Re: Private-use agreements (was: Re: Emoji: emoticons vs. literacy)

From: Hans Aberg (haberg@math.su.se)
Date: Mon Jan 05 2009 - 01:48:50 CST

  • Next message: Erkki I. Kolehmainen: "VS: Emoji & compatibility characters"

    On 5 Jan 2009, at 00:40, Doug Ewell wrote:

    > I understand the purpose of hash functions. They are valuable for
    > verifying data integrity, to make sure that a local file is genuine
    > and has not been corrupted or maliciously altered.
    >
    > For a Unicode private-use agreement, however, a much more likely use
    > case is that the user (1) needs to know which agreement is in place
    > and (2) needs access to it. In this case, the hash value is useless
    > without the file itself.

    But one is using the hash value to search for the file. Then, when the
    file has been found, it can be verified for integrity, and contain
    whatever information that is deemed important.

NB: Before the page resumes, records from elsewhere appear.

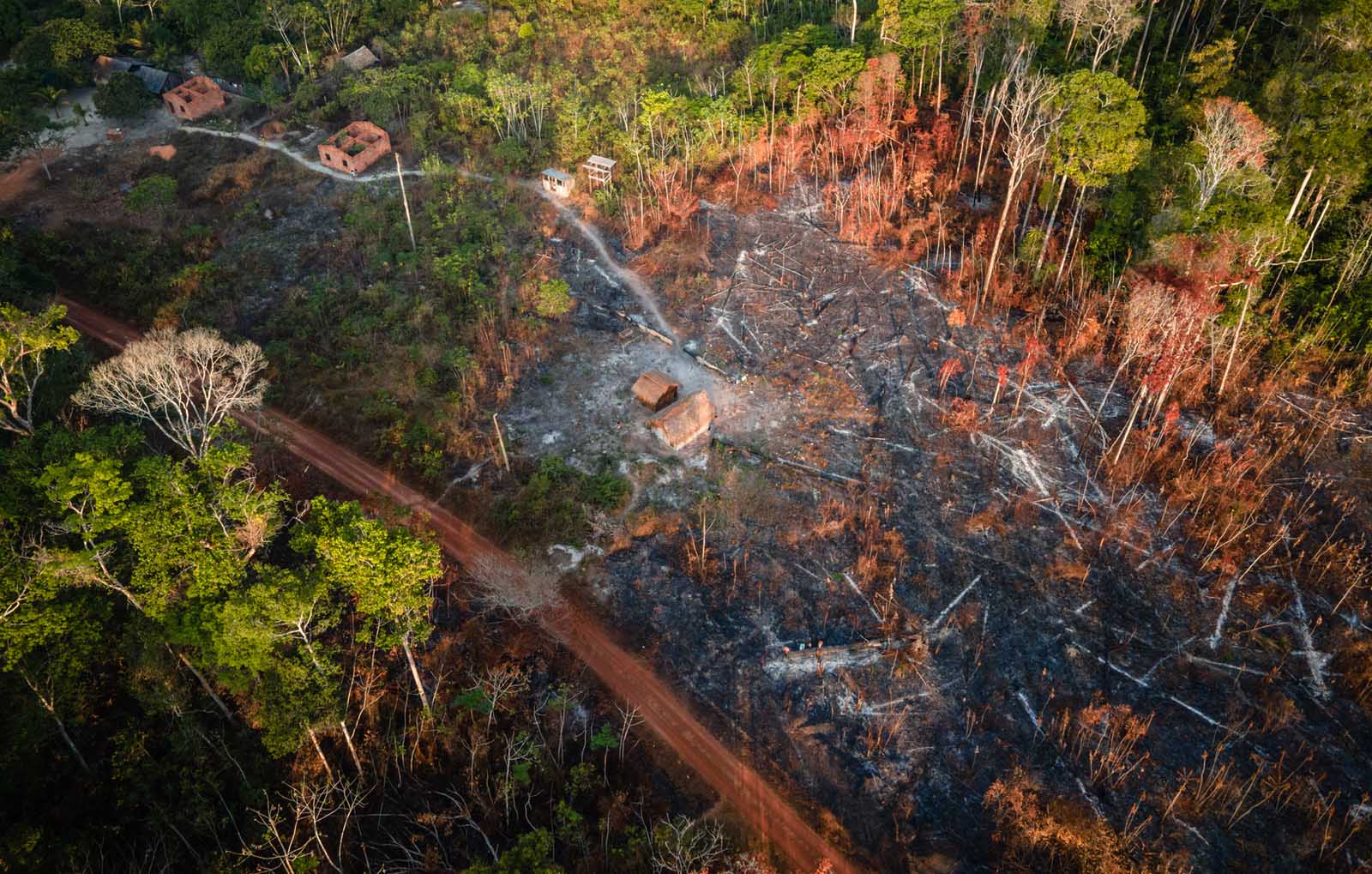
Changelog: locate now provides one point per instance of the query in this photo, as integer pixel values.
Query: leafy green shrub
(151, 194)
(123, 98)
(552, 503)
(555, 299)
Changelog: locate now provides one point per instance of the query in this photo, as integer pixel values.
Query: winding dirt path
(583, 634)
(623, 274)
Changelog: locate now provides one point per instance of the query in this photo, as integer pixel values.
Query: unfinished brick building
(354, 148)
(196, 98)
(679, 425)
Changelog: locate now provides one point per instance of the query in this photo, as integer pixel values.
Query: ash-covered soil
(889, 578)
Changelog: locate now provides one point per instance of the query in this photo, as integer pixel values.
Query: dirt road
(583, 634)
(621, 274)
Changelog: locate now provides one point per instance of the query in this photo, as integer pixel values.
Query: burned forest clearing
(686, 438)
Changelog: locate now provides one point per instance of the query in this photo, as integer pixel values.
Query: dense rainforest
(214, 658)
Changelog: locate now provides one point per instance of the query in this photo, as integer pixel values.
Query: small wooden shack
(655, 390)
(354, 148)
(600, 171)
(358, 59)
(194, 99)
(679, 425)
(557, 183)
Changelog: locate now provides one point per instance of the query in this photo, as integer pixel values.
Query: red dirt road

    > Verification against malicious tampering is unlikely to be an issue,
    > and there may be a legitimate reason for the private agreement to be
    > updated or otherwise changed, so that a mismatched hash value does
    > not indicate a genuine problem.

    I did not think about he updating problem. Then the hash value can
    only be valid for a part of the file that is not updated.

    > For the Ewellic alphabet, the "private agreement" is the relevant
    > page on the ConScript Unicode Registry Web site. This page contains
    > additional things like links and copyright notices and CSS style
    > that can be, and have been, changed without affecting the substance
    > of the private agreement. In this case, a hash value would be
    > neither necessary nor sufficient to identify the agreement.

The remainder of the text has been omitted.